高校は地元の強豪・木更津総合高に進学。1年夏から一塁手のレギュラーの座を掴み、2年時には春夏連続で甲子園に出場。秋の新チームから早川隆久(楽天)の後を継ぐエースとなり、多くのものを伝授され吸収した。
「早川さんという大きな存在を近くで見てきたので参考にすることはたくさんありました。変化球はカーブ、チェンジアップに加え、冬場に握り方から(リリース時の)抜き方まで教えてもらったツーシームやスライダー、縦のスライダーを教えてもらいました」
そう高校3年夏前に話していたように、投球の幅を広げると、早川同様にエースとして好投を続けて甲子園出場に導いた。
その後、侍ジャパンU-18代表にも選出されるなど順風満帆のように思えたが、法政大進学後に左肘を痛めてトミージョン手術をし、長期のリハビリを強いられることになった。
それでも3年春の東大戦でリーグ戦デビューを果たし、最終回をきっちり3人で抑えると、その後リリーフとして好投。春秋通じて2勝、11イニングで自責点1と好投し評価を高めていった。
そして、最終学年かつドラフトイヤーとなった今年、先発のマウンドに上がるようになると、春季リーグの早稲田大戦で8回1失点の好投で先発初勝利。
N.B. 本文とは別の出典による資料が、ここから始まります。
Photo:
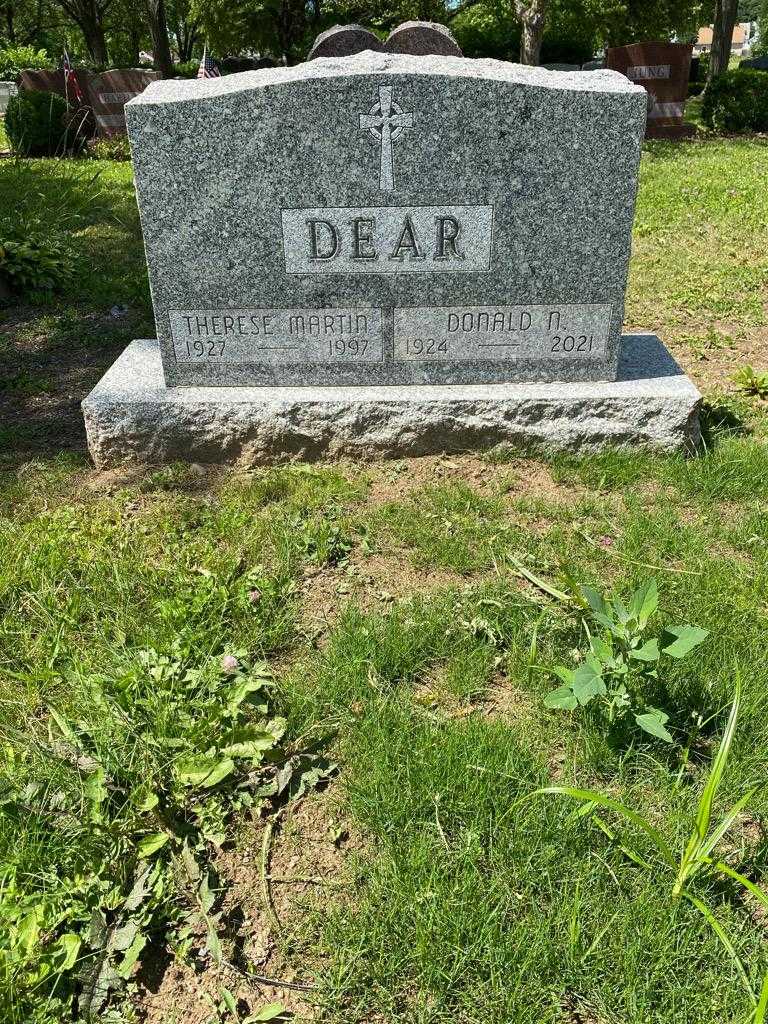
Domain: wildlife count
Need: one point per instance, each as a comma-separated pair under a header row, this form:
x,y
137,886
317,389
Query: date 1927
x,y
201,348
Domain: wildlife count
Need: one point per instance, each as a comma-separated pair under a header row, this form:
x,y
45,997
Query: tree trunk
x,y
291,27
161,48
186,37
725,18
93,33
10,31
532,14
88,15
134,42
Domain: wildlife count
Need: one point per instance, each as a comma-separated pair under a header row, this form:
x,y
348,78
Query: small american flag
x,y
208,68
71,81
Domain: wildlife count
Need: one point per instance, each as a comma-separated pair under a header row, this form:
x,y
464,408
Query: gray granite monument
x,y
379,244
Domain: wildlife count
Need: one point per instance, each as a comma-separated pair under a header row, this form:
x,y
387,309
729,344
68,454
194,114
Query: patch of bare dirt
x,y
305,871
506,701
398,480
712,360
577,1011
373,582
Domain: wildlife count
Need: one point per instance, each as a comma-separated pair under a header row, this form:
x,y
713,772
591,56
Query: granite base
x,y
132,417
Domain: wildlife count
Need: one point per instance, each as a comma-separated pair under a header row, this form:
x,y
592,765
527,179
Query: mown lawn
x,y
385,613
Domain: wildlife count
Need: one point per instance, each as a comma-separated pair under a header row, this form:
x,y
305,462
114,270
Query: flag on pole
x,y
208,67
71,79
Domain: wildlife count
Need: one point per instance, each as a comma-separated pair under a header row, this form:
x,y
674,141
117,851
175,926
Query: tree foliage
x,y
116,31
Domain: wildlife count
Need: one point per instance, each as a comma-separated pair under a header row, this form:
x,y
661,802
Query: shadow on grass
x,y
47,366
720,420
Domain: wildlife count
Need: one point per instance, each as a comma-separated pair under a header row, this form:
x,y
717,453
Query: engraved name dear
x,y
388,240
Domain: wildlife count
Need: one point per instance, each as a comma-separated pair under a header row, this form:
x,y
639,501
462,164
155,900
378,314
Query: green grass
x,y
466,906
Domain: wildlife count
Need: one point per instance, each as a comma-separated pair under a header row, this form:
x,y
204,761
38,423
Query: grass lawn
x,y
276,724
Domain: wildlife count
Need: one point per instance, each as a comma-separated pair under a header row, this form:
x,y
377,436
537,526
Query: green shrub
x,y
34,264
17,58
736,101
39,124
112,147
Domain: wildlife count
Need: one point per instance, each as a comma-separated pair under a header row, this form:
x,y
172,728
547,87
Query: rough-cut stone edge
x,y
368,62
132,417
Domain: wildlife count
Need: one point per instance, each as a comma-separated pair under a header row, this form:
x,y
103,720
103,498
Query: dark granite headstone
x,y
422,38
343,41
663,71
758,64
233,66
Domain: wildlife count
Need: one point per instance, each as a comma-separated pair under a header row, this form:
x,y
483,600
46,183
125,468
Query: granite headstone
x,y
388,219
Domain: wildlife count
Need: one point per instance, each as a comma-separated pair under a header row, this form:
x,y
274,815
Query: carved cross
x,y
386,122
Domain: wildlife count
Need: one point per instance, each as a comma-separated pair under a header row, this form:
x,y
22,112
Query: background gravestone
x,y
343,40
389,219
53,81
422,38
7,89
663,70
759,64
111,91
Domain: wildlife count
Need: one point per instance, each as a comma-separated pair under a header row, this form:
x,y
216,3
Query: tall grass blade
x,y
613,805
704,814
750,886
725,824
722,935
762,1007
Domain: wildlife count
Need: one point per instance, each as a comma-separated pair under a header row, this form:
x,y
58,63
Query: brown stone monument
x,y
663,70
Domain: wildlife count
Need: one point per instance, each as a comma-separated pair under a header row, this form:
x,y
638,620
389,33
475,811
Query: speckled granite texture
x,y
223,165
132,417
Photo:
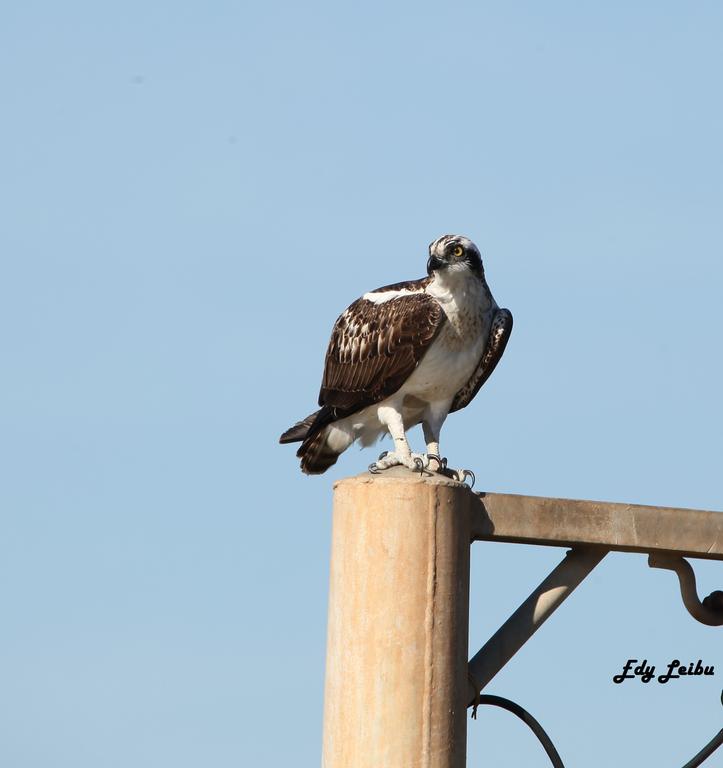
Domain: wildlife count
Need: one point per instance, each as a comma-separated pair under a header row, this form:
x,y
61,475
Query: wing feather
x,y
498,338
374,348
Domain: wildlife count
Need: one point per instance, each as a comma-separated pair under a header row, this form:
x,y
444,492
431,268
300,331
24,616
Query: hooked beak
x,y
435,262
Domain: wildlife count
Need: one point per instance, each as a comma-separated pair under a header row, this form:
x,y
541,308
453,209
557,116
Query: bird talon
x,y
433,457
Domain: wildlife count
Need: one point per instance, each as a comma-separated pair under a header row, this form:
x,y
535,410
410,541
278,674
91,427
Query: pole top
x,y
400,475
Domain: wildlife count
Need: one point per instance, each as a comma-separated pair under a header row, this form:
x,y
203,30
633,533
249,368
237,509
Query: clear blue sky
x,y
190,194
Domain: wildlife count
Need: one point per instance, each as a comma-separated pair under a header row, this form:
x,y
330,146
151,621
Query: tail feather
x,y
300,430
315,433
316,454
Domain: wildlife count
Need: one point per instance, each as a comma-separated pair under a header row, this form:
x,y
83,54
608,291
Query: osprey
x,y
403,354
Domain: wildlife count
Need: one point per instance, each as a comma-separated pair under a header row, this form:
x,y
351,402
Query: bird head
x,y
454,253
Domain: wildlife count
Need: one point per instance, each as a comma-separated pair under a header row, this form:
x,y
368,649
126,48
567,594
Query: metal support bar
x,y
710,610
526,620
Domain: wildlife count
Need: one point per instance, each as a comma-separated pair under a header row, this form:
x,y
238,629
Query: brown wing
x,y
374,348
499,336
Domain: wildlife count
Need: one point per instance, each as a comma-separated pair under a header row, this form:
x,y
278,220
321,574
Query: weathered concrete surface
x,y
396,676
626,527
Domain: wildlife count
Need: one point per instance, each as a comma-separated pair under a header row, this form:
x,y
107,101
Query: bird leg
x,y
431,427
402,453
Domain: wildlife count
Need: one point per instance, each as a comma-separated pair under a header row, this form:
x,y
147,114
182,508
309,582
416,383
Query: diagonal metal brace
x,y
710,610
527,619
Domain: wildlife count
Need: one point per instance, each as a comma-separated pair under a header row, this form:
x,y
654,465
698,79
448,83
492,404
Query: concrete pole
x,y
396,667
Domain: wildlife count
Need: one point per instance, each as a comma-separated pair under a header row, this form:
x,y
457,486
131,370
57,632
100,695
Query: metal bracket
x,y
710,610
527,619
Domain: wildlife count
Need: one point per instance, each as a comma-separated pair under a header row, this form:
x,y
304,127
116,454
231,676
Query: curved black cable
x,y
549,747
526,717
707,750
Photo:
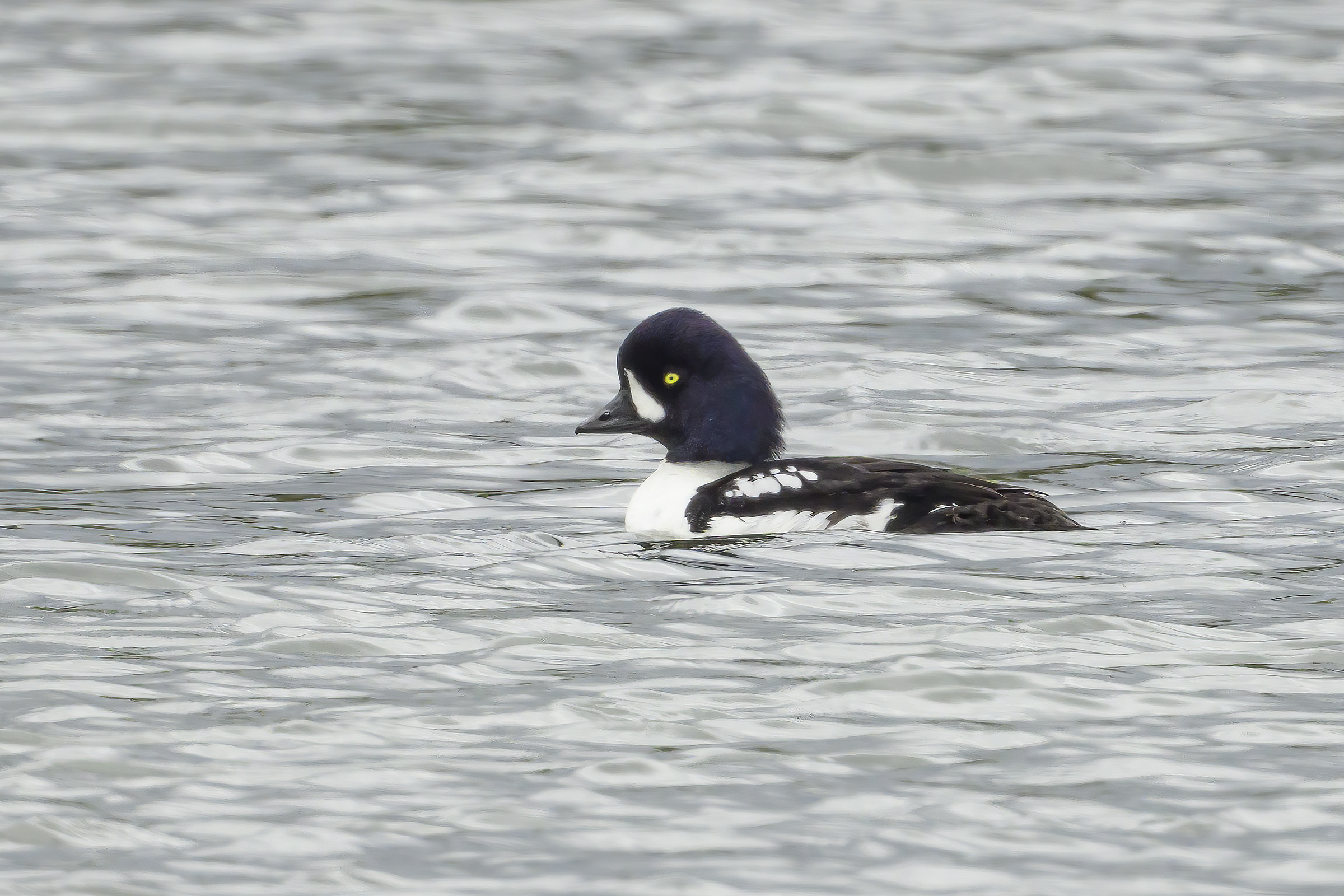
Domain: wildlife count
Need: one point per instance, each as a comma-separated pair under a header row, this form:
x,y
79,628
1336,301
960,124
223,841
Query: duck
x,y
689,385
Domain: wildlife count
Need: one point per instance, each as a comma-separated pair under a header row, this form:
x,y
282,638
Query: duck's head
x,y
687,383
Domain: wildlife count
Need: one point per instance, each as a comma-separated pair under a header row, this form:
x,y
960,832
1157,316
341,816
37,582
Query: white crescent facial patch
x,y
646,405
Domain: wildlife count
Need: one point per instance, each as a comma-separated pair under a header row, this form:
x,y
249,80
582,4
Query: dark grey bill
x,y
617,417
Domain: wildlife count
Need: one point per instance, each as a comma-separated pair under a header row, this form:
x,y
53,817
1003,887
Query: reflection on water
x,y
310,589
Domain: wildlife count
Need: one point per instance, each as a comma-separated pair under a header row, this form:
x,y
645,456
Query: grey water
x,y
310,589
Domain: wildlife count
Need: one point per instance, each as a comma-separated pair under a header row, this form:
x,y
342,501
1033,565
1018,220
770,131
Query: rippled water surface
x,y
310,587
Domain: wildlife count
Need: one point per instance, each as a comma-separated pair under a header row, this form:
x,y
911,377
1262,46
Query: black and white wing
x,y
870,493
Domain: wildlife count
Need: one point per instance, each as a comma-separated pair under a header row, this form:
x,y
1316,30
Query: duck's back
x,y
864,492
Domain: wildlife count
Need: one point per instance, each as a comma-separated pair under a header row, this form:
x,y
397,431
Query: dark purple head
x,y
687,383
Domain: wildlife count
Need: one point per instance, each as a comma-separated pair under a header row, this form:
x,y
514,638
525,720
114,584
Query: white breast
x,y
659,504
続く明治大戦では8安打を打たれながらも粘りの投球で2失点に抑え、リーグ戦初めての完投勝利を掴むなど、徐々に本領を発揮し始めている。
さらなる活躍が期待される今秋は、チームの新型コロナウイルス集団感染によりリーグ戦の参加が遅れている。だが、その誰にも真似できない大柄な体格を生かしたスケール感たっぷりの投球で、スタンドを沸かせてくれる日が近いことは間違いないだろう。